I’ve decided to start learning WebGL for an app I have in mind and I’m kinda torn between threejs and babylonjs. I’ll need to be able to have fine orbiting camera controls with dynamic reference/center points, since the app will be used to inspect architecture scans taken via 3d photogrammetry, and it’s not alway viable to rotate the entire scene around the model’s center point.
Sketchfab seems to do this wonderfully: Valdebárzana Church, 12th century - Asturias - 3D model by Raiz (@RaizVR) [d63e000] - Sketchfab I don’t completely understand what’s being done here but it feels like at the same time I can orbit around the center, move around like in a game and doubleclick to focus and orbit around a specific point in the mesh.
Since I want to start with one framework and not dabble with both simultaneously, I went over all the demos and examples to see which would be a better fit.

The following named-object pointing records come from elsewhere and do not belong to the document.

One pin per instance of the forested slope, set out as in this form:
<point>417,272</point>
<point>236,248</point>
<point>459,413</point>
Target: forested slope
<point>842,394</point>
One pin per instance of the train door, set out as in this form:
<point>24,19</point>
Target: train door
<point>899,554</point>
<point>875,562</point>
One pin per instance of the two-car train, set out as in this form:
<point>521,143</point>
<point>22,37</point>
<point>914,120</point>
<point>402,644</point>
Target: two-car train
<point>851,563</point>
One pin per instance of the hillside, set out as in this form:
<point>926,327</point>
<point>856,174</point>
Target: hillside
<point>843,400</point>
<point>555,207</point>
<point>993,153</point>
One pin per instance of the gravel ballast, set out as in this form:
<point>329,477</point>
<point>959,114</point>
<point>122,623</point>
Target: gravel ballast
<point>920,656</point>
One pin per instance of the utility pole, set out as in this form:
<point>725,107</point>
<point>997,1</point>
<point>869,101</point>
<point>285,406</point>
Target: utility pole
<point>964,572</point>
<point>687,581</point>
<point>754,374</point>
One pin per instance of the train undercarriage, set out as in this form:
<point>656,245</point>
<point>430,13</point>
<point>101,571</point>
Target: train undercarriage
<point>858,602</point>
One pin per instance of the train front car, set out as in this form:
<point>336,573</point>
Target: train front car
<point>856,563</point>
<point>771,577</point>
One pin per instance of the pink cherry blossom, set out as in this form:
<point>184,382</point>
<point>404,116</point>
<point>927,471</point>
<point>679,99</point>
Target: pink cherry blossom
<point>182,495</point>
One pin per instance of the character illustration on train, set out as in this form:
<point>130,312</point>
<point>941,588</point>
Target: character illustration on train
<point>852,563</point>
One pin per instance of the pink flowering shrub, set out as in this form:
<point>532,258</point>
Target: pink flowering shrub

A heads up: I’ve got zero 3D experience except for a few hours in Blender.
The thing I noticed that I liked far more in threejs projects and examples is the camera control for fine navigation. It feels snappy and proportional, much like Blender. On the other hand, bablyon’s feels off, no matter which demo I’ve tried. I’ve tried playing with the camera code in the playground but I’m missing a lot of basics to understand what I’m doing. So, sorry if all of this sounds a bit misguided and that I’m missing basics, because I actually am
Some of the things I’ve noticed about babylonjs’ camera:
- There is a lot of interpolation going on when orbiting and when zooming, with a weird acceleration curve. I couldn’t find any option to tweak the tween duration or the curve.
- Disabling the acceleration makes the camera become either too responsive, or unresponsive when panning and orbiting.
- Zooming in seems to accelerate the closer you are to the center of the scene in some examples, making it impossible to make fine adjustments, or in some examples it deccelerates getting you “stuck” in the max zoom level. In threejs and in Blender the zoom feels proportional to the current zoom level.
- Panning the camera feels unresponsive in most examples
- I haven’t seen an option where it’s possible to zoom in on the cursor’s position, or orbit around the current selection, but I guess this is possible to do programatically.